Un conflit social d’une ampleur jamais vue. Mercredi 2 septembre, ce sont près de 150 millions de travailleuses et travailleurs de toute l’Inde et de tous secteurs qui ont refusé de rejoindre leur poste. Ils·Elles s’opposaient à la réforme du code du travail proposée par le Premier ministre Narendra Modi, membre de l’ultranationaliste et conservateur Bharatiya Janata Party. Entre autres, ils·elles réclamaient un salaire minimum décent, l’amélioration des normes de sécurité au travail et la sécurité sociale pour celles et ceux qui travaillent dans l’économie informelle. e Sous le fallacieux prétexte de simplifier le code du travail, régi par des centaines de lois et différencié selon les Etats, Modi offre aux employeur·e·s une réforme qui est loin de leur porter préjudice. Il y a 15 mois, le Premier ministre avait déjà usé d’un argumentaire ouvertement promarché pour se faire élire. Aujourd’hui, il joue la carte du discours alarmiste, augurant une fuite des investisseurs étrangers si sa réforme n’est pas acceptée. Lorsque l’on sait que la croissance indienne atteint 7 %, on conçoit que ce boniment sert de prétexte pour légitimer le privilège accordé au profit et la démolition d’une protection sociale déjà peu étendue.
La réforme envisagée prévoit différentes mesures, dont les plus scandaleuses sont la limitation du droit des travailleuses et travailleurs à se regrouper en syndicat, une facilitation des licenciements pour les entreprises de moins de 300 employé·e·s et la libéralisation de l’engagement des emplois précaires. L’impact est particulièrement important pour les petites sociétés, or elles représentent plus de 85 % des manufactures du sous-continent.

150 millions de grévistes

Les principales centrales syndicales et certains partis de gauche se sont ralliés pour dénoncer cette réforme en appelant à la grève. Ils ont été plus loin en exigeant une augmentation du salaire minimum (à 250 $ par mois), ainsi que la protection sociale et la sécurité au travail pour toutes et tous. Ils ont également réclamé que le gouvernement renonce à la vente des parts des entreprises publiques pour renflouer ses caisses et à la fermeture des structures dites « improductives ».
La journée de grève s’est déroulée dans le calme dans la majorité des villes du pays ; seuls des heurts avec la police ont été relevés à Kolkata (Calcutta). Partout, des secteurs aussi variés que les services (banques, administrations publiques…), l’industrie, les mines et les transports se sont immobilisés. La portée du mouvement s’illustre encore davantage par le fait que les salarié·e·s du secteur informel, parmi les plus précaires (journaliers, serviteurs, vendeurs…), se sont associés à la protestation. En outre, les jeunes ont été largement représentés dans cette spectaculaire manifestation d’opposition à l’exploitation du salariat.

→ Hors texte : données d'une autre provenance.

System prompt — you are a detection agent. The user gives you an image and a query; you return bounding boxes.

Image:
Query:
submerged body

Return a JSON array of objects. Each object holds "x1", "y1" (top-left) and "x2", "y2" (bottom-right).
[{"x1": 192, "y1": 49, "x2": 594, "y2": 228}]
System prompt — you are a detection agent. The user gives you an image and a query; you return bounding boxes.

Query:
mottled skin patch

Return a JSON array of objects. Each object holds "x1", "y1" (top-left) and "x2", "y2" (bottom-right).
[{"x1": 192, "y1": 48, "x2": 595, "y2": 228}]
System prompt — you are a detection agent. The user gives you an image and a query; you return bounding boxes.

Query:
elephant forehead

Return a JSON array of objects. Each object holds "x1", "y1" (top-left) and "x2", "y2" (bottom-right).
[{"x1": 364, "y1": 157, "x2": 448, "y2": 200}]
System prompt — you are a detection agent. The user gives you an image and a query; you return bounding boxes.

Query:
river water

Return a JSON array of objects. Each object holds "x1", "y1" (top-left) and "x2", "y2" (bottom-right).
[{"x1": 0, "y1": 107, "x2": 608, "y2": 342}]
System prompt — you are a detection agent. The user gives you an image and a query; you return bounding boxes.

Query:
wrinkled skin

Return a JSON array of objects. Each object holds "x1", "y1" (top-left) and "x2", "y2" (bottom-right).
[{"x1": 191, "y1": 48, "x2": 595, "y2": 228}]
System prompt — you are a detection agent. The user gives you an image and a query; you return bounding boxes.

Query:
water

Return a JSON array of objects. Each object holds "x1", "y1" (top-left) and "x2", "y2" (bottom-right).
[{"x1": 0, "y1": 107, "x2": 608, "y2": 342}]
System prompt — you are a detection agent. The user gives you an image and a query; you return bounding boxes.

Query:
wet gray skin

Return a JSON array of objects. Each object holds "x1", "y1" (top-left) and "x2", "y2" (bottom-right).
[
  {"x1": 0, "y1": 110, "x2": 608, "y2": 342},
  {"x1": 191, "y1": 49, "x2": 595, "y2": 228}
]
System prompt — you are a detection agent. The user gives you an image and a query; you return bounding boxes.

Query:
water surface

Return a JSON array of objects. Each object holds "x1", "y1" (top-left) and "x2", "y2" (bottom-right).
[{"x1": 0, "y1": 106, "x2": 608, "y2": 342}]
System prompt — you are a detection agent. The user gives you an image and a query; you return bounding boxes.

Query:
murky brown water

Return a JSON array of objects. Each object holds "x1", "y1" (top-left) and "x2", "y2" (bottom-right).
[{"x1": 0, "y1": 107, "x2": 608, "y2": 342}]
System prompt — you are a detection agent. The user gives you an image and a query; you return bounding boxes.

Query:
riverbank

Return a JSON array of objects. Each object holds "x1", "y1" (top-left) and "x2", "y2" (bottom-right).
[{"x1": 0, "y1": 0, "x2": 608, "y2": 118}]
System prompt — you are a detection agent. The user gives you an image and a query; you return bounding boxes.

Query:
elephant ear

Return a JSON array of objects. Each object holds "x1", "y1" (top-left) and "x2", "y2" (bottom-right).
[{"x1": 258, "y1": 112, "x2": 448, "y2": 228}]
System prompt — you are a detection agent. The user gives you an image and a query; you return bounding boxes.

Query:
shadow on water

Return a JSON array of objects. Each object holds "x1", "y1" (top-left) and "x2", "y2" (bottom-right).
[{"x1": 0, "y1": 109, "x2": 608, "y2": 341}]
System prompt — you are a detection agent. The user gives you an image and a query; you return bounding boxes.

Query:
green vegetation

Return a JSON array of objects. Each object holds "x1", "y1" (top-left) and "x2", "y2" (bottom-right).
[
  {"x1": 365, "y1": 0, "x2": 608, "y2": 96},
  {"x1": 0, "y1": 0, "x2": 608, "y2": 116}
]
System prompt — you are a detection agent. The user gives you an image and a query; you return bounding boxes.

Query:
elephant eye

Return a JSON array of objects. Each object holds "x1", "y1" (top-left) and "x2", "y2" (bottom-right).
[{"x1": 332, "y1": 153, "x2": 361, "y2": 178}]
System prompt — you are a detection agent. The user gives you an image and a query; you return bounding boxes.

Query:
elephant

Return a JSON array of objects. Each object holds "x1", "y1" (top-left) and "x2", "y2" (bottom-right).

Population à bout de souffle et radicalisation des syndicats

Cette grève montre le raffermissement des positions de la plupart des syndicats du pays. En effet, depuis l’ouverture au marché mondial de l’Inde et la libéralisation progressive de l’économie, les syndicats ont été amenés à une radicalisation et un détachement des partis traditionnels. Face à la réduction du secteur public et secondaire ainsi qu’à l’augmentation du secteur informel, ils se sont rapprochés de leur base populaire et ont amorcé une coordination qui semble porter ses fruits.

Depuis 1991, pas moins de 17 grèves générales ont eu lieu, dont la plus impressionnante est certainement la dernière en date.

Autre explication à cet embrasement : malgré une entrée spectaculaire sur le marché économique globalisé, l’Inde reste le pays des inégalités. A ce sujet, l’OIT a reconnu qu’entre 1999 et 2011, la productivité du sous-continent a cru de 12,6 %, alors qu’en parallèle les salaires baissaient de 2 %. Quand la plus grande démocratie du monde élit à sa tête un défenseur du profit des actionnaires et du patronat, seul le plus large front de protestation de l’histoire saura abattre l’austérité et améliorer les conditions de vie de centaines de millions de pauvres.